De plus, l’application de ces différents textes est étalée dans le temps, à la fois lors de l’expiration du mandat des différents organismes existants et de la parution d’arrêtés et de décrets précisant des modalités qui peuvent être importantes. Nous pensons reprendre une par une ces ordonnances ; dans ce numéro, nous n’examinerons que celle qui concerne les organismes de représentation au sein de l’entreprise.
– Pour pouvoir signer un accord d’entreprise, l’employeur pourra dialoguer directement, à défaut de syndicats dans son entreprise, avec un représentant du personnel sur l’intégralité des sujets. Si l’entreprise a moins de vingt salariés sans élu du personnel, il pourra même négocier directement avec ses salariés et faire valider un accord par référendum à la majorité des deux tiers. Le champ de la négociation d’entreprise est quant à lui élargi, puisque au niveau de l’entreprise et non plus de la branche pourront par exemple être négociés l’agenda social des négociations, le contenu et le niveau des consultations, le montant des primes d’ancienneté.
– Création d’un « conseil social et économique » qui verra le jour d’ici fin 2019. Celui-ci remplacera et fusionnera le comité d’entreprise (CE), les délégués du personnel (DP) et le comité d’hygiène, de sécurité et des conditions de travail (CHSCT).
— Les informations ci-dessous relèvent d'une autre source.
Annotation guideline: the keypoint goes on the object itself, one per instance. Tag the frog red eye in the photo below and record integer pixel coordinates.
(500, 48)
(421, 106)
Il bénéficiera de l’ensemble des missions des trois instances fusionnées, et sera notamment habilité à solliciter des expertises ou encore à déclencher des actions en justice.
Dans les entreprises d’au moins onze salariés et de moins de cinquante salariés, le CSE aura pour mission de présenter à l’employeur les réclamations individuelles ou collectives relatives aux salaires, à l’application du code du travail, et des autres dispositions légales concernant notamment la protection sociale, ainsi que des conventions et accords applicables dans l’entreprise. Il contribue enfin à promouvoir la santé, la sécurité et les conditions de travail dans l’entreprise.
Dans les entreprises d’au moins cinquante salariés, le CSE aura pour mission d’assurer une expression collective des salariés permettant la prise en compte permanente de leurs intérêts dans les décisions relatives à la gestion et à l’évolution économique et financière de l’entreprise, à l’organisation du travail, à la formation professionnelle et aux techniques de production. De plus le CSE sera informé et consulté sur les questions intéressant l’organisation, la gestion et la marche générale de l’entreprise.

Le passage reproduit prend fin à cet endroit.